Pour lutter contre les stages “photocopie-café”, un tuteur, responsable du suivi pédagogique du stagiaire, serait désigné dans l’entreprise et le principe d’une formation minimum serait inscrit dans chaque convention de stage.

Le texte entend également améliorer le statut des stagiaires, par exemple en exonérant d’impôt les gratifications qui leur sont versées. Aucune augmentation de ces gratifications (436 euros par mois minimum pour tous les stages supérieurs à deux mois) n’est en revanche prévue en fonction du niveau d’études, comme le réclame le mouvement de défense des stagiaires Génération Précaire. Selon la CGT, 69% des stages ne sont pas indemnisés (81% dans la fonction publique).

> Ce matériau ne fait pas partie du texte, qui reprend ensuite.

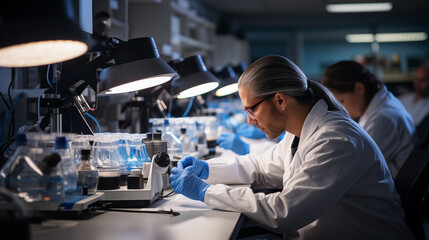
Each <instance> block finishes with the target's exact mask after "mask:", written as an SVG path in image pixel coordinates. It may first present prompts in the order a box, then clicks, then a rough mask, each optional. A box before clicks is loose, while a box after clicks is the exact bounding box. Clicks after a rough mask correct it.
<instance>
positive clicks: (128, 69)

“Le stage est un outil de formation, pas un travail”, répond la députée, qui estime qu’une gratification plus forte se rapprocherait trop du Smic.

La commission des Affaires sociales de l’Assemblée a rajouté mercredi une disposition prévoyant l’inscription systématique dans la convention de stage de la possibilité de bénéficier de congés et d’autorisations d’absence pour tous les stages de plus de deux mois.

Le texte devait être examiné mercredi en fin de journée par les députés. Une centaine d’amendements ont été déposés.

La gauche y est globalement favorable. L’UMP et l’UDI sont décidés à voter contre. Les centristes craignent notamment que le nombre de stages offerts diminue à cause de ces nouvelles règles.

Le président du Medef, Pierre Gattaz, est lui très remonté contre ces “projets de loi qui sont autant de stress sur le dos des patrons”. “Au lieu de traiter des problèmes ponctuels, on fait une loi”, s’est-il insurgé, appelant à un “moratoire”.

L’objectif est de s’attaquer aux “pratiques déloyales” de certaines entreprises, a répliqué le porte-parole des députés PS, Thierry Mandon, rappelant que “de l’aveu même” du représentant du Medef auditionné par les parlementaires, “20% des stages” sont “des abus”.

La CGT, qui estime “au minimum à 100.000” le nombre d’emplois “dissimulés” sous couvert de stages, a appelé les parlementaires à ne pas “céder au chantage du Medef”.